Dass der Mensch dem Menschen ein Wolf ist, das ist ja schon seit Urzeiten DAS Theaterthema schlechthin. Schon Friedrich Schiller hoffte auf die läuternde Wirkung beim Zuschauer, wenn ihm auf der Bühne das Böse ganz ungefiltert vorgeführt würde: dass er dann daheim sich umso moralischer aufführen und zum nützlichen Mitglied der Gesellschaft würde. Vielleicht sind ja seitdem einfach zu wenig Menschen ins Theater gegangen, um sich vom Bösen dort abschrecken zu lassen. Böse, wie die Welt noch immer ist.

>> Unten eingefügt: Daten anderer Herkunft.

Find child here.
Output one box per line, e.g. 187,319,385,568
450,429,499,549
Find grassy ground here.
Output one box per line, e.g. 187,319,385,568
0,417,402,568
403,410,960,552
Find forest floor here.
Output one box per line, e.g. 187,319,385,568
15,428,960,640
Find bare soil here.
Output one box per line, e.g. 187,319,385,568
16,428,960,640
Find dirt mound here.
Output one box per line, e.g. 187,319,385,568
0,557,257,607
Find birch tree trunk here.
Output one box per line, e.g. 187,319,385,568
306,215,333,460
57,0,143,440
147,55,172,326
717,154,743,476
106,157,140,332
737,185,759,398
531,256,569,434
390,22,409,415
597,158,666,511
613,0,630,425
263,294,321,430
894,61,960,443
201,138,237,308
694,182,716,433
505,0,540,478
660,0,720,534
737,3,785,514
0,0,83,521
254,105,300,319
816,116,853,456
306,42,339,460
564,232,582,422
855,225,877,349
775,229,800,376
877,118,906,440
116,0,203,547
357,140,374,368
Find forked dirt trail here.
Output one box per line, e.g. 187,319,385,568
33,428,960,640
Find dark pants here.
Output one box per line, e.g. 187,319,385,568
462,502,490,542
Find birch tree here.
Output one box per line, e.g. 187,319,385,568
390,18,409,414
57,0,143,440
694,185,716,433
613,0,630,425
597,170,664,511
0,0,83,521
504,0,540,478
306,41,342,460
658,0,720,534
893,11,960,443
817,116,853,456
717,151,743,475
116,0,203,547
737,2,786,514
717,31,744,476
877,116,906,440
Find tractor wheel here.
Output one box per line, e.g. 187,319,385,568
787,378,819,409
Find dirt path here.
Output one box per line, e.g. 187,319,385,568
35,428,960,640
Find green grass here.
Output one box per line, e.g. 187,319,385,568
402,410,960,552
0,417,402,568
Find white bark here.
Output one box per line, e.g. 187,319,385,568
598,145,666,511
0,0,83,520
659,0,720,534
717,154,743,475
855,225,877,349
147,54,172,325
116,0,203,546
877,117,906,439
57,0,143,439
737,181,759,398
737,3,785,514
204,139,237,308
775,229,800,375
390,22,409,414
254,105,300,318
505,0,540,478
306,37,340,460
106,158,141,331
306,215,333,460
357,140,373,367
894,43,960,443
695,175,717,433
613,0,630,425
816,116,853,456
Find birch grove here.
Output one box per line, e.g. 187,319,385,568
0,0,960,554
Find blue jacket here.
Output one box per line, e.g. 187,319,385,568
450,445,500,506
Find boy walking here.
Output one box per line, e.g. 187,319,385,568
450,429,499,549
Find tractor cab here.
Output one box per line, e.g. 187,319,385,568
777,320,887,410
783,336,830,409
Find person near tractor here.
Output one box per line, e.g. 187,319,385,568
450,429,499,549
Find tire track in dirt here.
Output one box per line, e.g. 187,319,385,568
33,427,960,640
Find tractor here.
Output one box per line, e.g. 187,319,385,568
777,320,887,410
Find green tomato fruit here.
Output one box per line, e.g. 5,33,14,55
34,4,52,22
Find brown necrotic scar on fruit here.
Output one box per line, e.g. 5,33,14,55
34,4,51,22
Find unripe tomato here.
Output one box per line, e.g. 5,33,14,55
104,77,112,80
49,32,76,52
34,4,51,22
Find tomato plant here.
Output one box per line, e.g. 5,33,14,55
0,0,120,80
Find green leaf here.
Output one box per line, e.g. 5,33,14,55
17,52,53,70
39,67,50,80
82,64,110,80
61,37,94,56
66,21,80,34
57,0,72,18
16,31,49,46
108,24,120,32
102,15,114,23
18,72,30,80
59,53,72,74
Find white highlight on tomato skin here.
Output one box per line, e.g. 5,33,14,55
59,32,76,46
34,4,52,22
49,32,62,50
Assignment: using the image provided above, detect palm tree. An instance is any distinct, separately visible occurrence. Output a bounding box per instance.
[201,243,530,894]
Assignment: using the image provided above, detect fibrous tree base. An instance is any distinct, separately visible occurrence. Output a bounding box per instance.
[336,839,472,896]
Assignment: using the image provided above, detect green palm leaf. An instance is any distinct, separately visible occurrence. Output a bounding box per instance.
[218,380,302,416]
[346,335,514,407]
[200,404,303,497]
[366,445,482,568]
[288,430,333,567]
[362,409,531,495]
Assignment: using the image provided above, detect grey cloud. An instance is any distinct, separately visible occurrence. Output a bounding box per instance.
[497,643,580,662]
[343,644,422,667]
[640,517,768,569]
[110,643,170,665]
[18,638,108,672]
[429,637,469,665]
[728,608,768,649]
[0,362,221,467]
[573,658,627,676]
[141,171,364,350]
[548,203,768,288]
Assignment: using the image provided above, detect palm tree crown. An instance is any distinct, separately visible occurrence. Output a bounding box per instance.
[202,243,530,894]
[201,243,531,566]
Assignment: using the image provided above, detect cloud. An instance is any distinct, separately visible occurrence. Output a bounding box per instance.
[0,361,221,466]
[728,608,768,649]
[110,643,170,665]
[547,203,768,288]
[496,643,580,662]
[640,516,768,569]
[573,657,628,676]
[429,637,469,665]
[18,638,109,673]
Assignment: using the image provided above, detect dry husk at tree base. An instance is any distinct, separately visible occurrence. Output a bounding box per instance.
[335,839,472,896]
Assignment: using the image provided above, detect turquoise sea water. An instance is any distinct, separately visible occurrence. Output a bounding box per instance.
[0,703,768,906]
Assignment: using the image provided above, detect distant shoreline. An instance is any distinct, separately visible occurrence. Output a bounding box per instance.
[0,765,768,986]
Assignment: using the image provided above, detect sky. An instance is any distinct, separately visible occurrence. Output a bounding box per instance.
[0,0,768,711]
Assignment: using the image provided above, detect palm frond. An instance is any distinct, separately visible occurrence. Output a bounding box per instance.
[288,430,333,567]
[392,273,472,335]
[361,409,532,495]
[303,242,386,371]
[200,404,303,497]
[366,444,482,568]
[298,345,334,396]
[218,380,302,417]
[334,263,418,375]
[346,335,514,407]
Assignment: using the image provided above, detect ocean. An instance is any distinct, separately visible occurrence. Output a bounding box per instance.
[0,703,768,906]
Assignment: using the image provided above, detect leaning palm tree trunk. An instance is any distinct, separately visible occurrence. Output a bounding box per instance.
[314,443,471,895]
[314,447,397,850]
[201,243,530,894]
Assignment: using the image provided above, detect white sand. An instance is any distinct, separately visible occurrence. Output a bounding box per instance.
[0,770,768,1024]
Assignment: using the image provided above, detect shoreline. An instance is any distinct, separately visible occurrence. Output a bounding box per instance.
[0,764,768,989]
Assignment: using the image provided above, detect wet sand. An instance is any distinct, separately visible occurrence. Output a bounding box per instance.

Böse sind auch die Kinder, die in der Neuköllner Oper unter der Überschrift „Wolfskinder“ ab 30. 8. zu besichtigen sind – und zwar in einer zeitgenössischen Bearbeitung von Engelbert Humperdincks Oper „Hänsel und Gretel“. Es geht um Kinder, die aus dem Krieg kommen, wo sie Heimat und Eltern verloren haben, also alles, was gemeinhin die schützenden Wände eines Zuhauses ausmacht. (Neuköllner Oper: „Wolfskinder“, 30. 8.–5. 9., jeweils 20 Uhr).

Wie aus Wut dann aber die widerständige Kraft für die eigene Rettung erwächst, das führt die Schauspielerin Anita Vulesica mit ihrem Abend „Mother“ vor, der am 2. 9. im BKA zu sehen ist. Vulesica, die eigentlich zum Ensemble des Deutschen Theaters gehört (wo der Abend 2016 auch herausgekommen ist) zeigt hier in einem furiosen autobiografisch inspirierten Solo (und mit Hilfe von 27 toll performten Madonna-Songs), wie man against all odds die Kämpfe des Lebens gewinnen kann. (BKA: „Mother“, 2. 9. , 20 Uhr).